Perhaps things have changed since then, but the basic issue hasn’t.  A nominal dollar penalty falls far more heavily on a poor person than on a wealthier person.   That probably offends most canons of justice  –  including perhaps the idea that “from whom much is given, much is expected” –  and is quite inconsistent with the way we treat imprisonment (where time is the standard unit, not dollars).

It would seem to me to be fairer –  albeit more complex to set up and administer in a fair and equitable way – if Parliament were to specify a maximum fine in terms of units of time equivalent, which would be translated into dollar terms for a particular offender by reference to the income and/or wealth of that individual (or company, where the fines apply to corporates).  One could think of a (relatively minor) offence that might have a maximum fine of seven days.     Subject to some de minimis (so having no income doesn’t enable you to escape punishment altogether, or leave prison as the only option), the specific amount an offender could be liable to face would be adjusted by income: for a student earning $100 a day (say) it would be a $700 fine, while for a highly-paid public servant earning $1000 a day, it would be a $7000 fine.

This isn’t a novel idea at all.  It is the way they do things in Finland for at least some offences (and have apparently for a long time).  This article notes various other examples, including the UK, where there is an income-adjustment formula for traffic fines.  And here a scholar looks at the possible constitutional obstacles to such a system in the US and concludes that they are not insuperable.  In our political system there are, of course, no constitutional obstacles –  Parliament can pretty much do what it wants –  but the real issues might be whether the additional administrative costs were worth it, and how severe the evasion opportunities might be.  Then again, when we sentence people to prison we have to go to a great deal of effort and expense to keep them there.

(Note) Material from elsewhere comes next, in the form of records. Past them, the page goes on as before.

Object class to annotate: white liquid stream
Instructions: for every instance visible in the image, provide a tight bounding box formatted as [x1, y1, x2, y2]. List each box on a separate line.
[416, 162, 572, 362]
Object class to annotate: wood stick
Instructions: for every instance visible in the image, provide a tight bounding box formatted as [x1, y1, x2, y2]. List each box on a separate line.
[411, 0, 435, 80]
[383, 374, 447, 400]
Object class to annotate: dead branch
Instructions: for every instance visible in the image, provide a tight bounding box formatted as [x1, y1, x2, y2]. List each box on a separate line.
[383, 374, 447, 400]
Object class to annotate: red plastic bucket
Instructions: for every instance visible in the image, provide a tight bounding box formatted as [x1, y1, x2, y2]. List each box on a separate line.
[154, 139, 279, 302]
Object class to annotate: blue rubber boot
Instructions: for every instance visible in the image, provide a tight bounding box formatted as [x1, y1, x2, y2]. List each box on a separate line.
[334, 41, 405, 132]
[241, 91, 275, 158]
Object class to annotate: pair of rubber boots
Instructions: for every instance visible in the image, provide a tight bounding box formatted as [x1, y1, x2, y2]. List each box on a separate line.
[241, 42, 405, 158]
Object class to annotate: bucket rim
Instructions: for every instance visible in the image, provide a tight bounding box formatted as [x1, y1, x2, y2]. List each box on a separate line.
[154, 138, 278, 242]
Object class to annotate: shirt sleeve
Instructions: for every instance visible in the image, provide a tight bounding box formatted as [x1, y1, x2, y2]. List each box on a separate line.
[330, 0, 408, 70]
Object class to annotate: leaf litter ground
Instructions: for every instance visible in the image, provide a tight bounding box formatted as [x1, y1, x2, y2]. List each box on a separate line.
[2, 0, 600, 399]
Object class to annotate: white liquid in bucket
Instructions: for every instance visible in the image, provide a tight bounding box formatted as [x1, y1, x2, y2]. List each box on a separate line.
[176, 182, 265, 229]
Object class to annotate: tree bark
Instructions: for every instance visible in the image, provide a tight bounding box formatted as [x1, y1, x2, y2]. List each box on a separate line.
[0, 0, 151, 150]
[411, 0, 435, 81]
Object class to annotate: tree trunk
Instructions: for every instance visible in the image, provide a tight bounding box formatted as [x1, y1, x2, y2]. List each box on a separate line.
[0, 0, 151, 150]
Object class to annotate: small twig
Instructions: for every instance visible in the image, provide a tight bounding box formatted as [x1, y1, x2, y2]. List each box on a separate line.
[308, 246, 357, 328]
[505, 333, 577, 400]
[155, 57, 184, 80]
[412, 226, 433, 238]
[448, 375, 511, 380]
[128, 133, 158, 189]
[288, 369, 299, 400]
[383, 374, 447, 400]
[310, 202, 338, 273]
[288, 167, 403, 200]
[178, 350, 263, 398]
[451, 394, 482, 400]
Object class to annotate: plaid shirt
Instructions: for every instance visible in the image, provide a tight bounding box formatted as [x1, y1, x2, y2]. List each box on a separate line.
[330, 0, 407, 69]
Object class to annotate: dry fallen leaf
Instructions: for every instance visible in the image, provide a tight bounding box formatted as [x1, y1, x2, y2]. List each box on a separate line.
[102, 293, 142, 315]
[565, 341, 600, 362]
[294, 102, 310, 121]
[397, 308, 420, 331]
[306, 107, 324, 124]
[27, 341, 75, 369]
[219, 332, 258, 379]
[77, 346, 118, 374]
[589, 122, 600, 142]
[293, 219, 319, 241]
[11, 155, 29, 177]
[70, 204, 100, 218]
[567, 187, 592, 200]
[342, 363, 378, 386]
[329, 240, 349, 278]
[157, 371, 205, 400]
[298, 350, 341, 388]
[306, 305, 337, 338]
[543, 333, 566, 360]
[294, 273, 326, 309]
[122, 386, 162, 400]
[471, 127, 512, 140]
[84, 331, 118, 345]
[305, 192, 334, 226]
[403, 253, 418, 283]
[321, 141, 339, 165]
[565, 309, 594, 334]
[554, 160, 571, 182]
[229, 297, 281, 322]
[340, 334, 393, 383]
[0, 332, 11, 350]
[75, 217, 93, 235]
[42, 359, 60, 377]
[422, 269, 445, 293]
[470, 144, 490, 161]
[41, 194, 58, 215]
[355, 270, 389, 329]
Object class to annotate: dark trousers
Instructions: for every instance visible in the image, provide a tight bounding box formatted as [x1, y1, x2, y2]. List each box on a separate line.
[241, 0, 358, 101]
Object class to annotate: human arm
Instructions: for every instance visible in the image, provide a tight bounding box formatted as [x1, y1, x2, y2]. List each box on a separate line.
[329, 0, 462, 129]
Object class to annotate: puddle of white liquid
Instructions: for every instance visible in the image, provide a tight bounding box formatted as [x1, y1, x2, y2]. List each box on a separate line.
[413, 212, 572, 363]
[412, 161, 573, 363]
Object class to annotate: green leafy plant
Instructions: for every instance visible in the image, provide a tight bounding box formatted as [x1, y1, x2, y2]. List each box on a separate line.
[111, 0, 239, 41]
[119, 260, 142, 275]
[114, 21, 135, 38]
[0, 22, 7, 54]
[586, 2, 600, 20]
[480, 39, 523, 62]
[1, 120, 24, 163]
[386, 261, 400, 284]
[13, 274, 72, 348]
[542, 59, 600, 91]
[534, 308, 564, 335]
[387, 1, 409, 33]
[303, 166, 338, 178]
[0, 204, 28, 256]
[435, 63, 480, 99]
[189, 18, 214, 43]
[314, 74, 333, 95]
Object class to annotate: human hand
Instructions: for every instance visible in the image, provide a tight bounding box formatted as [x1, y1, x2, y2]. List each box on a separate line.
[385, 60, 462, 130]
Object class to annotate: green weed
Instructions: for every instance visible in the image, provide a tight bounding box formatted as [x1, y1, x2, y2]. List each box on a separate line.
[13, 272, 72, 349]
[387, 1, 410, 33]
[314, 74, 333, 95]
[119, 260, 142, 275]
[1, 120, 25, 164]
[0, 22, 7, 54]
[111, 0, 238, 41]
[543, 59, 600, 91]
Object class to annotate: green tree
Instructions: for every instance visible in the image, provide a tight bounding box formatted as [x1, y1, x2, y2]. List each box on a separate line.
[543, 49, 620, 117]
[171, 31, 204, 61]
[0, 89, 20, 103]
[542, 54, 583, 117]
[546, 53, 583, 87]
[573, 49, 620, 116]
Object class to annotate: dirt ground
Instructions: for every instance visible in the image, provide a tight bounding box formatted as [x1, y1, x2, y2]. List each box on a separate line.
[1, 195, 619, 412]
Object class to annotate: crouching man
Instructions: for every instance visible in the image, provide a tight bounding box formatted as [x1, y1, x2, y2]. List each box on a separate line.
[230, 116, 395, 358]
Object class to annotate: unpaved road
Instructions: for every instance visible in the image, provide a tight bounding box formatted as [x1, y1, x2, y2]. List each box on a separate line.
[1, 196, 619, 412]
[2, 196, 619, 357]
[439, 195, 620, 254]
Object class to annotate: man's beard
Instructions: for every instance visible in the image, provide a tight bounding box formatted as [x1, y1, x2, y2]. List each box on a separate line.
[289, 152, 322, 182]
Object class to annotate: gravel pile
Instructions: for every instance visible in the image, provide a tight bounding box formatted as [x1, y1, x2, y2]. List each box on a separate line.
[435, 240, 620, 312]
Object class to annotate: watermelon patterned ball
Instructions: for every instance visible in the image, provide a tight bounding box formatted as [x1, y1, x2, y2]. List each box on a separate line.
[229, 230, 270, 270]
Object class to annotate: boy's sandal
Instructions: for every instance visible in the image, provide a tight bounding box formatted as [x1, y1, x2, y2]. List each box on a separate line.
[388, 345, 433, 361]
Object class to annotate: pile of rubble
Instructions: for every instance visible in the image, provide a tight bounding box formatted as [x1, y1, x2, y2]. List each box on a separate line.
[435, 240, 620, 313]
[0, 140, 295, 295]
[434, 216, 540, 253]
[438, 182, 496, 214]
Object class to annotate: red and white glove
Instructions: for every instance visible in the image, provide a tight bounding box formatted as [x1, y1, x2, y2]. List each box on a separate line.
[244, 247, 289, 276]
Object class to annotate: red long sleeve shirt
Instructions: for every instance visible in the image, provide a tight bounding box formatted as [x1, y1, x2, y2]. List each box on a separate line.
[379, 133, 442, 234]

Of course, one might deal with this by having very much higher maximum fines and allow judges lots of discretion to reduce the actual fine according to the means of the offender.   Judge love discretion, and need to have some, but it isn’t obvious why a formal linked to wealth/income would not be more transparent and predictable and, frankly, fair.

Justice would be better served if potential fines were calibrated to the income/wealth of the offender, in much the way they (effectively) are for custodial or community service sentence –  where time (the common unit) is much more financially valuable to a (erstwhile) high income person than to a low income person.